A landmark study using resting-state functional magnetic resonance imaging (fMRI) was done on over 1000 people who had an intact corpus callosum. No evidence was found to support the idea that people have a stronger left or right brain network 5. Brain scans showed that people use both hemispheres. Complex tasks activate networks across both sides, with strong connections between them. So, the idea that people are either left-brained or right-brained is just a persistent pop-psychology concept. However, evidence from brain imaging indicates that we use both hemispheres in an integrated way with the rest of our body.

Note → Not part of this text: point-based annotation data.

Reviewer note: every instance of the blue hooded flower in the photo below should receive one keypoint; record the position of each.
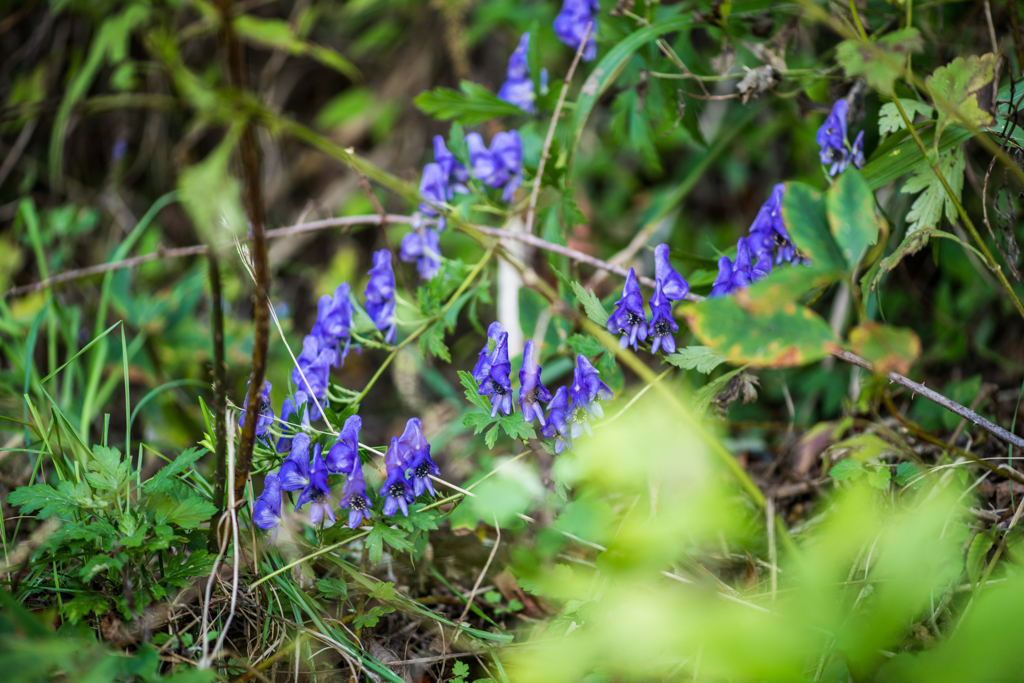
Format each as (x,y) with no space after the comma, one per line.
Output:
(266,511)
(265,417)
(557,426)
(425,250)
(497,383)
(380,295)
(316,492)
(345,451)
(420,463)
(832,137)
(353,496)
(518,88)
(311,373)
(531,392)
(294,473)
(396,491)
(663,325)
(629,317)
(673,285)
(570,25)
(334,322)
(482,368)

The left brain vs. right brain idea suggested that the left is logical and analytical, while the right is creative and intuitive. This is a myth. Both hemispheres work together, though they specialize, with the left handling language/math and the right focusing on spatial skills/emotion. However, tasks require both sides, and the whole brain, and the rest of the body. People aren't just left-brained or right-brained. The neuroendocrine immune system is a complex, interconnected system where both sides of the brain in our skulls are necessary but not sufficient for most functions.
Still, the concept of the mind being separated from the body and the heart is used by some people to help explain the idea of contemplative prayer 6. It may not be accurate according to analytical thinking, but it may be useful when dealing with emotions. That is, true intelligence is emotional, and not just logical. Logic and mathematics can create amazing technologies, but only wisdom, empathy, and self-regulation can decide how to use them for the common good. People with wisdom and emotional intelligence can build relationships and sew harmony where there is discord.

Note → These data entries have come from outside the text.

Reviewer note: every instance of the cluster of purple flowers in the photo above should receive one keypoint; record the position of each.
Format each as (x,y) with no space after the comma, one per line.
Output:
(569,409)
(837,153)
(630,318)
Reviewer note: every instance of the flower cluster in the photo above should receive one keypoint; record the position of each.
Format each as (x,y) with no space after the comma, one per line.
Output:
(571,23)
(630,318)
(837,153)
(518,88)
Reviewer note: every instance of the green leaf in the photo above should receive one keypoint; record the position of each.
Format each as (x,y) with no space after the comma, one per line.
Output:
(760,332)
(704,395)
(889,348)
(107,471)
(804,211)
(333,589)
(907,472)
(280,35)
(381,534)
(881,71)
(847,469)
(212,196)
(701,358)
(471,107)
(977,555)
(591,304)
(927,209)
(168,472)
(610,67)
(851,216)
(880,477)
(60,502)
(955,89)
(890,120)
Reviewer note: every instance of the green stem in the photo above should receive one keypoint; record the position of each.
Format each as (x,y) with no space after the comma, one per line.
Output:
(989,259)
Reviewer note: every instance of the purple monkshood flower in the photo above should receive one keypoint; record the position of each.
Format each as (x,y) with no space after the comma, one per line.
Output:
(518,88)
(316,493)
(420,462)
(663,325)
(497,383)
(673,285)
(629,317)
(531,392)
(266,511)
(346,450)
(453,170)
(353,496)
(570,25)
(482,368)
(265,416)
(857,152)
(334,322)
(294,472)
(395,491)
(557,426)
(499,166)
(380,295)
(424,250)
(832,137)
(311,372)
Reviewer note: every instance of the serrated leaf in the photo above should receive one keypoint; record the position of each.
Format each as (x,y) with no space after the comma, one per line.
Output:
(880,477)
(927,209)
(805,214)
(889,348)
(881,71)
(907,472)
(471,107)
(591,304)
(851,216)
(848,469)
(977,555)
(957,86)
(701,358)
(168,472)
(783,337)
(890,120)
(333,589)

As taught by Henri Nouwen, one moves from the mind to the heart in spiritual formation and contemplative prayer. In the process, one moves from opaqueness to transparency, from illusion to power, from sorrow to joy, from resentment to gratitude, from fear to love, from exclusion to inclusion, and from denying to befriending death. When God (or the source of all blessings) is just a subject for analysis and discussion, it can easily become an instrument of destruction and not a guide to love and enlightenment.
However, when we stop our internal conversations and analysis and become mindful in our prayers, we feel connections and a reality that exceeds that which is achieved by mere reductionist thinking. So, when the mind is thought of as a thing that is above the heart, it can be misleading. Instead, I prefer to think of the mind as a holistic process. When I become mindful and prayerful, my neuroendocrine immune system and my entire body feel a deeper reality than what I can achieve through thinking about the past or the future. Beyond memory, there is a gift. For those who don’t think of the past or what might happen in the future, there is a reward – a mystic vision. Everybody can have a mystical experience this way 7.
Notes
1 Roger Sperry’s Split Brain Experimentson Embryo Project Encyclopedia.

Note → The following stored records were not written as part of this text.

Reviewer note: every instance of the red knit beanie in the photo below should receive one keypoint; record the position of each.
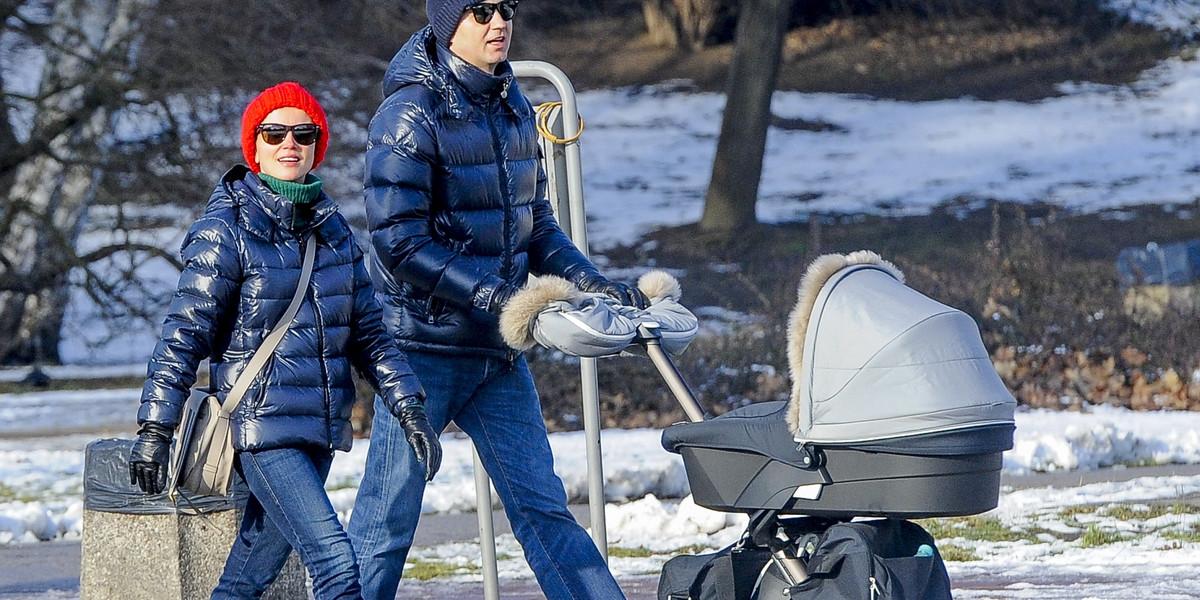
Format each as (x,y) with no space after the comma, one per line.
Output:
(287,94)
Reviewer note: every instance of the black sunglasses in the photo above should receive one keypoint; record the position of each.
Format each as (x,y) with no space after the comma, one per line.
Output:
(305,133)
(484,11)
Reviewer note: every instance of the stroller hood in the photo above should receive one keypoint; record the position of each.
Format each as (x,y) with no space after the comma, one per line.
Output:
(871,359)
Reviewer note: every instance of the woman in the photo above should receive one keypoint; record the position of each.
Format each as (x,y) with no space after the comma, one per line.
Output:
(243,259)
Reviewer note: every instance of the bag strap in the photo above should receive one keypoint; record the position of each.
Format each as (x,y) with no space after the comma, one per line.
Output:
(273,340)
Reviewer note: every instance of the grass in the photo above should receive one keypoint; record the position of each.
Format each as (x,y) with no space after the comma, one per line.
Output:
(1097,537)
(623,552)
(973,528)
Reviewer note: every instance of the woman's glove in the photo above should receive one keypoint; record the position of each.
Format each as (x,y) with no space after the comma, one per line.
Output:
(625,294)
(149,457)
(501,297)
(420,436)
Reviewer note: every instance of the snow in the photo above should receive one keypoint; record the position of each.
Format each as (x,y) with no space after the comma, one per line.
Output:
(646,156)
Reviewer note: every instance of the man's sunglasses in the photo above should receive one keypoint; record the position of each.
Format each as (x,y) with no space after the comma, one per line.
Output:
(484,11)
(274,135)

2 Capra F. [The Web of Life], Anchor Books. New York, 1997.
3 Capra F, Luisi PL. [A Systems View of Life: A Unifying Vision], Cambridge University Press, Cambridge, UK, 2014.
4 Our second brain. The enteric nervous system and gut microbiome on Meer.
5 Nielsen, J.A. et al. An evaluation of the left-brain vs. right-brain hypothesis with resting state functional connectivity magnetic resonance imaging on PloS one.
6 Nouwen, H. Spiritual Formations, HarperCollins Publishers, 2010.
7 Steindl-Rast, Gratefulness, The Heart of Prayer: An Approach to Life in Fullness, Paulist Press, 1984.